- Tootu Madike First Look
- Directed by: Chandra Keerthi M
- Written by: Chandra Keerthi M;
- Screenplay by: Chandra Keerthi M; ASG; Dollar;
- Produced by: Madhusudhan KS Rao Shivakumar KB
- Starring: Pramod Shetty; Chandra Keerthi M; Paavana; Girish Shivanna;
- Cinematography: Naveen Challa
- Edited by: Ujwal Chandra
- Music by: Swamynathan RK
- Production companies: Giri Basava Production; Sarvata Cine Garage; SpreadON Studio;
- Release date: 8 July 2022;
- Running time: 130 min
- Country: India
- Language: Kannada

= Tootu Madike =

Tootu Madike is a 2022 Indian Kannada language comedy suspense film written and directed by Chandra Keerthi and produced under Sarvata Cine Garage and Giri Basava Productions in association with SpreadOn Studio. It stars Pramod Shetty, Chandra Keerthi, and Paavana. Apart from directing and acting in the film Chandra Keerthi wrote the script and the story of the film. The dialogues are written by Raghu Niduvalli. The cinematography and music handled by Naveen Challa and Swamynathan RK respectively.
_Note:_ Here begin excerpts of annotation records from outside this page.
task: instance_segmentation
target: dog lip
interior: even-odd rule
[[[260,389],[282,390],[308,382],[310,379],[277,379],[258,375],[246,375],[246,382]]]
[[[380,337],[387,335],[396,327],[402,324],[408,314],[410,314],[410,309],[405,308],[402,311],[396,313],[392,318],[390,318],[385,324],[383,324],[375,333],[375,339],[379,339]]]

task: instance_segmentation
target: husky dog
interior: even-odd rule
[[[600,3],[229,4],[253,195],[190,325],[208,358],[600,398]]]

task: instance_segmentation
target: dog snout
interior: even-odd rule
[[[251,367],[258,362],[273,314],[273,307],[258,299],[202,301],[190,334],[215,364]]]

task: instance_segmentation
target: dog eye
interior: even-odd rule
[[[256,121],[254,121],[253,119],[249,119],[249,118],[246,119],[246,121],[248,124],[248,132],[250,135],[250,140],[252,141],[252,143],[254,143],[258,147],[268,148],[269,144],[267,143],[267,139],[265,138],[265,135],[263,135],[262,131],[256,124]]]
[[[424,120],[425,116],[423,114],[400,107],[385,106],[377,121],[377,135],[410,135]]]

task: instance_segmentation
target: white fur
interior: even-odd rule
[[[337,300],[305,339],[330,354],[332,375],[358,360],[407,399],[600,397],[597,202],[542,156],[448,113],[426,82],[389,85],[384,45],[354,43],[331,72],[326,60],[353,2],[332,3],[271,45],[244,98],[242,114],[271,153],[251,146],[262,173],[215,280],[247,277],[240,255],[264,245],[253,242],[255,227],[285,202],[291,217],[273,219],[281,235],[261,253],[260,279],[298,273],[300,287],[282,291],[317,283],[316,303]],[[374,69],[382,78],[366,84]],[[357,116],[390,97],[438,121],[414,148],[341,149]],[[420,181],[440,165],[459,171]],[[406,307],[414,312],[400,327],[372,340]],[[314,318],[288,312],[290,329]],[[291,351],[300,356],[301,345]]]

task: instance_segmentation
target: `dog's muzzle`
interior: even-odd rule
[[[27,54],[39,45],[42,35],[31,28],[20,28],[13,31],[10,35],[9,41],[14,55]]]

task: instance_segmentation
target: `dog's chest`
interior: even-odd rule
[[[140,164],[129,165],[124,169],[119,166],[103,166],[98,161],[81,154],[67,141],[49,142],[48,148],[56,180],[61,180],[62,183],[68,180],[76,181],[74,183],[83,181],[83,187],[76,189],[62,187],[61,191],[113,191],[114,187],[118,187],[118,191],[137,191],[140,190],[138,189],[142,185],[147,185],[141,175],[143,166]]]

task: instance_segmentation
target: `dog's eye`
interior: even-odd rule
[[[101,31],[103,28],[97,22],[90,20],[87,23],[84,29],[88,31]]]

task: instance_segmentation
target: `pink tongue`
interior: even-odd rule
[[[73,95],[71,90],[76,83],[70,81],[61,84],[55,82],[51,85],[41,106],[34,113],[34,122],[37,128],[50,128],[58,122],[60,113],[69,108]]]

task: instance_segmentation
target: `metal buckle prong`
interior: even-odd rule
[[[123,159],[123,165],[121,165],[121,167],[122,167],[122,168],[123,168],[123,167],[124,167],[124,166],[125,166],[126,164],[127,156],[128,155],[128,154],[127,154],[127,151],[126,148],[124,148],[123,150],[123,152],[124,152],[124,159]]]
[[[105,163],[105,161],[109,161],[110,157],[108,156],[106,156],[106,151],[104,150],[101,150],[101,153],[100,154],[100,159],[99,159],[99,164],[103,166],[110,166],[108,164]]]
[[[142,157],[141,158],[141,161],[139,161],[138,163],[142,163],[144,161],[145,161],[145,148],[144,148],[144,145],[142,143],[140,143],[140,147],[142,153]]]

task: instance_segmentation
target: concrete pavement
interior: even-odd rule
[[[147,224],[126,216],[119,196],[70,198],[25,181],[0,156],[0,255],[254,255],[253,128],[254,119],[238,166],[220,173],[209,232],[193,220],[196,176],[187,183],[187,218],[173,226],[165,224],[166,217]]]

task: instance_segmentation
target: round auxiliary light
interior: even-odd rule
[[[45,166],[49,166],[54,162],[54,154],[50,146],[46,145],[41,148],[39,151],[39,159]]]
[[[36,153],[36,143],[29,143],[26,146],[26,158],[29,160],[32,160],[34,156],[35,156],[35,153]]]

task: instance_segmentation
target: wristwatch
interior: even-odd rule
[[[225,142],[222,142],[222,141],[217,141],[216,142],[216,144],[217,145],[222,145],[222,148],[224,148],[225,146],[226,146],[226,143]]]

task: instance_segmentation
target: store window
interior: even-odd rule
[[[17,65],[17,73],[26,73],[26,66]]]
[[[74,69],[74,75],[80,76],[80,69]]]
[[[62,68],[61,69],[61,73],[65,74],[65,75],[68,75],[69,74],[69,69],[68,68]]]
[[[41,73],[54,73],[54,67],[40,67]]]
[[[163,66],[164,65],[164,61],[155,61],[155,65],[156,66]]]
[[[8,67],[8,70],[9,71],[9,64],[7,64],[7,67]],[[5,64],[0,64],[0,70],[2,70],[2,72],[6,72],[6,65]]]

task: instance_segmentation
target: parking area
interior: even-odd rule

Pre-production began in March 2019. Principal photography of the film began in August 2019 and the film is shot entirely in Bangalore, Karnataka. The first look poster of the film was unveiled by Dr.Shivarajkumar on 9 December 2019. All production and post production work are completed as of 2020. Due to COVID-19 pandemic the film's release has been postponed. The film released on 8 July 2022.

== Cast ==
- Pramod Shetty as Anantu
- Chandra Keerthi as Nasgunni
- Paavana Gowda as Parimala
- Girish Shivanna as Dollar
- Uggram Manju as Tom
- Shankar Ashwath as Ramdas
- Nanda Gopal as Kannan
- Arun Murthy as Papanna
- Sitara as Premakka
- Raghavendra N as Nagaraju
- Naresh Bhat as Rakesh

== Soundtrack ==
Swamynathan RK has been signed to compose the songs and score for the film. The songs are written by Chethan Kumar of Bharaate fame, Nithin Narayan and others. The choreography of the songs are done by Mohan Master. Vijay Prakash and Chethan Naik has lend his voice for a song in the film and guitars are recorded by Keba Jeremiah.